Il Comune di Pomaretto, in provincia di Torino, costretto a vendere i nuovi impianti solari e a rinunciare alla green economy su scala locale: ha sforato di un punto il patto di stabilità
Dall’operazione il primo cittadino era riuscito a garantire introiti per il suo Comune di 80 mila euro all’anno, oltre a un progetto di riqualificazione di alcuni antichi borghi disabitati. Per chi fosse stato disponibile a trasferirsi non ci sarebbero più state bollette della luce da pagare. Ci avrebbe pensato il comune, i nuovi impianti solari e una centralina idroelettrica alimentata dalle acque della montagna.
Ora però il progetto di Danilo Breuza è a rischio: le nuove norme sul patto di stabilità gli impongono di abbattere drasticamente gli interessi passivi da pagare per i mutui.
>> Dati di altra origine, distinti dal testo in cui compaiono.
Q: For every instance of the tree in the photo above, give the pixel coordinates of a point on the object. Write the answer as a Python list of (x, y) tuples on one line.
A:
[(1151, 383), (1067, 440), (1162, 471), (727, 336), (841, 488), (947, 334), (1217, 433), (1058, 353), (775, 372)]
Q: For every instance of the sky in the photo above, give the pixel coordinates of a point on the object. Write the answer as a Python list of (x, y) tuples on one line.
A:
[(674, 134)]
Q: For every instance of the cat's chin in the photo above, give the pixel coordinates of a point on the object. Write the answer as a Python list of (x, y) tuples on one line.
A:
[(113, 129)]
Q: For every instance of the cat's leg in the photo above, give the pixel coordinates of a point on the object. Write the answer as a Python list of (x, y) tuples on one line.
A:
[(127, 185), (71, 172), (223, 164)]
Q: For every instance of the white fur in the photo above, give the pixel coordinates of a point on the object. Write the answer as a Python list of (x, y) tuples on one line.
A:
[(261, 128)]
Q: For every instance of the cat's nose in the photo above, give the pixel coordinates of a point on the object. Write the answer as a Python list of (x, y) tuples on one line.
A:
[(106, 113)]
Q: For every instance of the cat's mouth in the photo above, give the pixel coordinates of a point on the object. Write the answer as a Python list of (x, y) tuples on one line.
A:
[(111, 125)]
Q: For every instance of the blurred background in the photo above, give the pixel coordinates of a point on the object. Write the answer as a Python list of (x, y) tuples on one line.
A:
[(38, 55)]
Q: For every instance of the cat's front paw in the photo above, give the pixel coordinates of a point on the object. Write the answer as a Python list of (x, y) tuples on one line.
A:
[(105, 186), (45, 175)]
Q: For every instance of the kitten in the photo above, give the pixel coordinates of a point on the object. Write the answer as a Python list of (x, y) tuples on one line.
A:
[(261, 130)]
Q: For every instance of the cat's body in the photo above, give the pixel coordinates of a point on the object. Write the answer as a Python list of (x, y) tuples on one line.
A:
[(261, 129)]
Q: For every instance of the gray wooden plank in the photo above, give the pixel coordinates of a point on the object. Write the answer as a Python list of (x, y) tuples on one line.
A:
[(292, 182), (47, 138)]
“Mi hanno messo con le spalle al muro”, ha spiegato il sindaco al quotidiano La Stampa, “mi hanno cambiato le regole quando ormai ero in corsa. Se non ci saranno delle modifiche sarò costretto a vendere tutti i nostri impianti ai privati”.
E aggiunge: “l’Ente potrà fare mutui solo nel rispetto di alcune soglie, che sono l’8 per cento per quest’anno, ma che scenderanno al 4 per cento nel 2014. Nel 2010 abbiamo fatto un investimento che per 20 anni, a fronte di un mutuo annuale di 54 milioni di euro, ci garantisce 84 milioni di euro all’anno. Denaro che ci consentirebbe di asfaltare le strade, fornire servizi ai nostri cittadini. In piena autonomia”.
E, per il non rispetto delle regole, Comune eco-virtuoso o meno, la Corte dei Conti chiede spiegazioni.
Ma il primo cittadino di Pomaretto non si ferma qui. Nei prossimi giorni si recherà a Roma per ribadire, a Ministri e Prefetto, quanto già scritto in una lettera: “è assurdo applicare una legge di questo tipo sulle centraline ecologiche che producono ricchezza”.
Come dire che là dove potevano esserci eventuali sviluppi e nuove opportunità di crescita anche per i Comuni, il sistema non ne tiene conto. Anzi.
E pensare poi che il Comune di Pomaretto il patto di stabilità lo ha superato per un solo unico punto.
La palla, oltre al Governo centrale, passa ora all’amministrazione. Un’alternativa potrebbe essere far gestire i nuovi impianti alla Comunità montana, come già successo in Val D’Ossola e in Val Maira.
Nel frattempo però il nuovo progetto è fermo al palo, in attesa che la burocrazia faccia il suo corso.